Start with the data-standards objection: surely FHIR and Epic solve the matching problem? They solve the plumbing problem, which is necessary and not sufficient. FHIR and Epic integration get clean, structured data flowing — but getting the data is the part before the hard part. You still have to reason about what the data means, and that's exactly where the ontology does its work. And the plumbing isn't trivial either: Epic's App Orchard certification is a six-to-twelve-month security review before you touch a single chart. Anyone promising fast, deep EHR matching either has already paid that cost or hasn't met it yet.

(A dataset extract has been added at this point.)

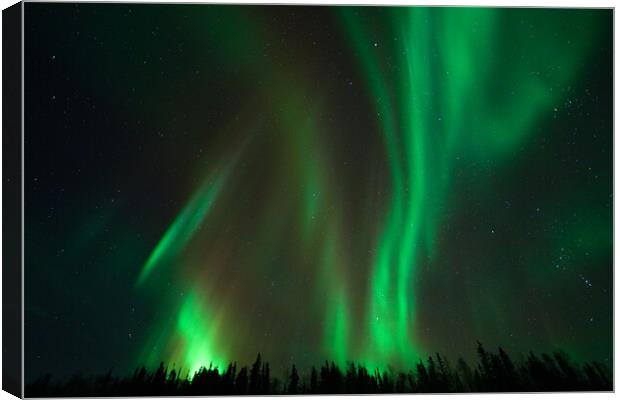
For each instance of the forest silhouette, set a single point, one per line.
(493, 372)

Then there's the regulatory worry: doesn't a deterministic, rules-heavy system count as a regulated medical device, with all the burden that implies? This is where recent guidance actually helps. The FDA's updated clinical decision support guidance, issued in January 2026, clarified which CDS functions fall outside the device definition — and matching patient records against trial eligibility criteria can qualify as non-device CDS. The same body's January 2025 framework laid out a seven-step credibility assessment for AI in drug development. A system whose reasoning is transparent and reproducible is far easier to walk through that framework than one whose logic is a probability distribution.

And the bluntest version: is any of this faster than just hiring more humans? The performance data says emphatically yes — when the matching is trustworthy. Reported AI screening has cut screen-failure rates by 73% in one deployment, from 54% down to 14% (Trially), and reduced manual chart-review hours by roughly 90%. The catch is that those gains only materialize if coordinators believe the output enough to act on it. Speed built on false positives isn't speed. It's a faster way to lose the room.

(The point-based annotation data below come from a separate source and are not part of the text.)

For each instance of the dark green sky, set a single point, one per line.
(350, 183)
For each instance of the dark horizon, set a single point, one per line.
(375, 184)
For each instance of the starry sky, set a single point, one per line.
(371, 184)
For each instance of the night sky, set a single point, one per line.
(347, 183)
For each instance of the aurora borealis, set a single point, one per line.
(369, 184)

What the dropped patient actually taught me

I keep coming back to her, the woman with the IV line that an algorithm mistook for a heart procedure. She was eligible the entire time. The trial needed her. She was sitting right there in the data. And we lost her not because the technology was weak but because it was pointed at the wrong problem — reading the surface of language when the job was reasoning about medicine underneath it.

The whole field spent five years replacing keyword search with language models and declared the matching problem handled. It wasn't. It was repositioned. We traded crude word-matching for sophisticated word-matching, and the cases that decide whether a trial enrolls on time — the exception clauses, the shared-vocabulary procedures, the criteria that need a regulator to be able to read why — were never about words at all.

If you run trials and you're evaluating recruitment AI, the question I'd put to a vendor isn't their headline accuracy number, because that number is measured on the cases that were never going to be missed. Ask them to walk a cardiac catheterization and a central venous line through their matcher and show you, by concept, why one excludes and one doesn't. The answer to that one question tells you whether you've bought a system that reads, or one that actually understands. We chose to build the second kind — the clinical trial recruitment AI that reasons over the ontology — because the first kind already cost us a patient we couldn't afford to lose.